Malgré les températures élevées, notre arrivée à Chau Doc me refroidit: la guesthouse le long d’une rue très passante, les 10 minutes de marche le long de cette fameuse avenue, entre poussière et motos, avant de trouver un boui-boui qui sert du com ga (riz-poulet)….heureusement le poulet frit est croustillant, la salade de concombre rafraîchissante et la cuisinière aux petits soins avec les enfants! Dans l’après midi, la terrasse en centre ville qui nous accueille quelques heures pour les devoirs, une manille et notre incontournable apéro frontière finit par nous réconcilier avec cette ville. Le soir, au marché de nuit, nous dînons avec un voyageur français. Nous choisissons soigneusement notre table, loin du chanteur ambulant dont les décibels nous percent les tympans…mais, hélas, à peine sommes nous installés devant notre soupe, que notre castafiore au masculin arrête sa moto et sa sono à 50 m de nous!!!

Il est temps maintenant de vous dévoiler quelques aspects cachés de la vie en voyage. Habituellement nous nous contentons d’écrire  » après le petit déjeuner, nous filons visiter les environs en scooter »….nous omettons alors de vous relater « le sketch du casque »! En effet, les casques proposés par les loueurs sont rarement à la taille des enfants. Il faut donc essayer 3 ou 4 casques, puis user de subterfuges divers et variés pour combler l’espace restant avec un chignon, pour Elise, un foulard….ensuite il faut régler les différentes sangles, si possible sans pincer la peau si fine, là, sous le menton….ensuite, il nous faut essayer les scooters, vérifier les freins, l’ouverture des coffres, le niveau d’essence, le trajet sur maps.me (carte des lieux sur une appli non connectée)…bref, il nous faut entre 45 min et 1 h, entre le moment  » on est devant les scooters » et celui « on démarre en scooter »… Sans compter le fatidique « attends, j’ai oublié la crème solaire/mes lunettes/ la bouteille d’eau » du dernier instant….

Ce matin nous ne dérogeons pas à la règle et c’est vers 11h30, devoirs faits, que nous prenons la route direction le parc national et sa mangrove.

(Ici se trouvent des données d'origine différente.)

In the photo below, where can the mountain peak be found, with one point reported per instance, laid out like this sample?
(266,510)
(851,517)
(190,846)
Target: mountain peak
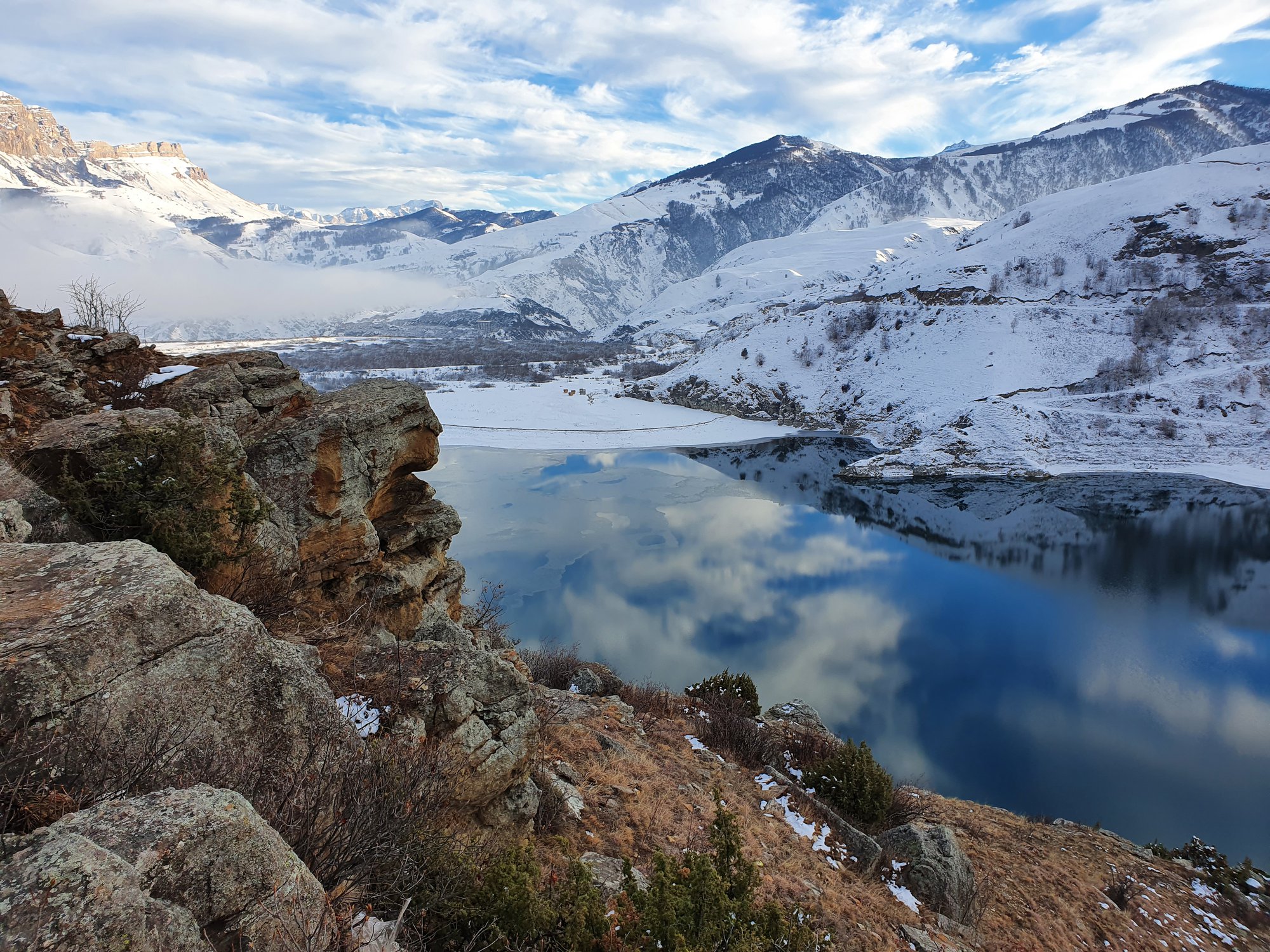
(31,131)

Manu réussit à éviter les grands axes et nous mène à travers villages et rizières, un vrai régal…

Mais, Elise, la première à adorer ces balades en scoot, commence à se plaindre de la tête. Mal de tête que je mets sur le compte d’un casque mal réglé…mais quand nous nous arrêtons pour déjeuner, elle s’affale dans un hamac. Son front est brûlant et elle tient à peine debout. Nous avalons vite fait un Fried rice puis retournons directement à la guesthouse. En passant devant l’embarcadère, le bateau qui parcourt la mangrove nous fait de l’oeil ….mais l’état d’Elise empire et il nous tarde d’arriver ! Nous avons entendu parler de cas de dengue dans la région et les symptômes étant très proches, je commence à m’inquiéter. Heureusement, super Charlotte, notre médecin à distance depuis le début du voyage, prend le temps de me répondre et de me rassurer. Nous passons donc le reste de la journée, allongés sur le lit, à regarder « camping paradis » sur mon téléphone. Être malade a parfois du bon!

Demain nous devions nous lever aux aurores pour découvrir, en bateau, le marché flottant puis une île Cham, musulmane. Mais n’étant pas des tortionnaires, quoiqu’en disent parfois nos enfants, nous renonçons à mettre le réveil.